Technical information
- Licensing authority: FCC
- Facility ID: 168790
- ERP: 3 kW
- HAAT: 270.4 m (887 ft)
- Transmitter coordinates: 25°58′8″N 80°13′19″W﻿ / ﻿25.96889°N 80.22194°W

Links
- Public license information: LMS
- Website: abcmiami18.com (18.1); wdfltv.com (18.2);

= WDFL-LD =

Television station in Miami

WDFL-LD (channel 18) is a low-power television station in Miami, Florida, United States, owned by Findal Media & Technology Group, Inc.
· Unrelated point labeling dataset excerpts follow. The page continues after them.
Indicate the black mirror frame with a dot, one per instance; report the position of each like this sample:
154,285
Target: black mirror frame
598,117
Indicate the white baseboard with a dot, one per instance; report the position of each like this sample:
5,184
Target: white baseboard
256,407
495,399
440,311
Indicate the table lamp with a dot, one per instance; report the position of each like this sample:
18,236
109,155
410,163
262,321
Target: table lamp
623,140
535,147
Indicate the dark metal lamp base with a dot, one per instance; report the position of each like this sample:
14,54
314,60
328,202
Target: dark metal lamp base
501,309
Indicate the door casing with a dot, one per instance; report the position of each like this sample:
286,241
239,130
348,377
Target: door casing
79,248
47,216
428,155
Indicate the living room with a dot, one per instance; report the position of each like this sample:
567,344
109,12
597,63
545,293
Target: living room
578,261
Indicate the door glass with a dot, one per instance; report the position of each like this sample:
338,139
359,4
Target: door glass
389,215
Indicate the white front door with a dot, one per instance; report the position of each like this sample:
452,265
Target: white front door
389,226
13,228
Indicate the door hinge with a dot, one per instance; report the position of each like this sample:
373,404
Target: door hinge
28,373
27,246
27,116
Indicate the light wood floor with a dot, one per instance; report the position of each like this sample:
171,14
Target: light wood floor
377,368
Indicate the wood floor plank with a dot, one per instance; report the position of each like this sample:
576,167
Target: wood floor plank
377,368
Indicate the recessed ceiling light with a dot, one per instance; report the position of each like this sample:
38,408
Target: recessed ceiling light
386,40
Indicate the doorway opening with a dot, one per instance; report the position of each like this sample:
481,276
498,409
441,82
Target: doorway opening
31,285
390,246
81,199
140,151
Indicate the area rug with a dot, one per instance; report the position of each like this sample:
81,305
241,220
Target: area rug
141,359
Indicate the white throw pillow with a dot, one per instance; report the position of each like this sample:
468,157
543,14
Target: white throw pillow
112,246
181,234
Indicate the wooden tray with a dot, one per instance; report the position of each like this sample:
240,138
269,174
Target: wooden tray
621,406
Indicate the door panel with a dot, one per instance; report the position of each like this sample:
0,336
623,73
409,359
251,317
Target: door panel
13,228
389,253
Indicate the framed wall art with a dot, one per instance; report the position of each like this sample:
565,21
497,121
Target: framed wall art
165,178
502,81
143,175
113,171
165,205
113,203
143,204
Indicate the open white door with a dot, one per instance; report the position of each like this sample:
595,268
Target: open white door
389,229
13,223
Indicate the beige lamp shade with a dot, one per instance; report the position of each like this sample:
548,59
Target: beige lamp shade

The station's transmitter is located in Andover, Florida. A subchannel of WDFL-LD relays the second subchannel of Sunbeam Television–owned WSVN (channel 7), which is affiliated with ABC.

== History ==
On June 17, 2013, it was announced that CNN Latino would be carried on the station beginning on August 19 of the same year. In February 2014, it was announced that CNN Latino would be ceasing operations; however, the station remained on the air with its programming and with more to be added.

The station later flipped to a Spanish independent format as "Mira TV" on March 7, 2014.

In June 2020, it was announced that NewsNet would affiliate with the station. In August 2024, due to NewsNet's shutdown, the station was replaced by Universal Living Faith Network (ULFN).

=== ABC affiliation (2025–present) ===
On March 20, 2025, then ABC affiliate WPLG announced its disaffiliation from the network, ending a nearly 64-year partnership, and its switch to an independent station status. On June 26, 2025, Sunbeam Television announced an agreement to begin simulcasting WSVN's new ABC-affiliated subchannel on WDFL-LD upon its launch on August 4, 2025. In alignment with this agreement, multiple television providers in the Miami market will also carry WSVN-DT2 on channel 18. The station began broadcasting ABC programming on August 4, 2025.

== Subchannels ==
The station's signal is multiplexed:

Subchannels of WDFL-LD
| Subchannel | Res.Tooltip Display resolution | Short name | Programming |
| 18.2 | 480i | WDFLTV | Independent "Paradise TV" |
| 18.3 | 480p | ISLAND | Island TV (Haitian Creole) |
| 18.4 | 480i | SHOP-LC | Shop LC |
| 18.5 | SBN-TV | SonLife |
| 18.6 | SPORTTV | Sports TV |
| 18.7 | KINGDOM | Tele Anacaona |
| 18.8 | FUNDAME | RTF (Haitian Creole) |
| 18.9 | VSH-TV | Veterans Stone of Hope TV |
| 18.10 | TelePam | Tele Pam (Haitian Creole) |
| 18.11 | Caribe | TeveCaribe (Spanish) |
| 18.12 | ABC | ABC (WSVN) |

There is no 18.1 on the WDFL-LD multiplex, as it is broadcast from WSVN.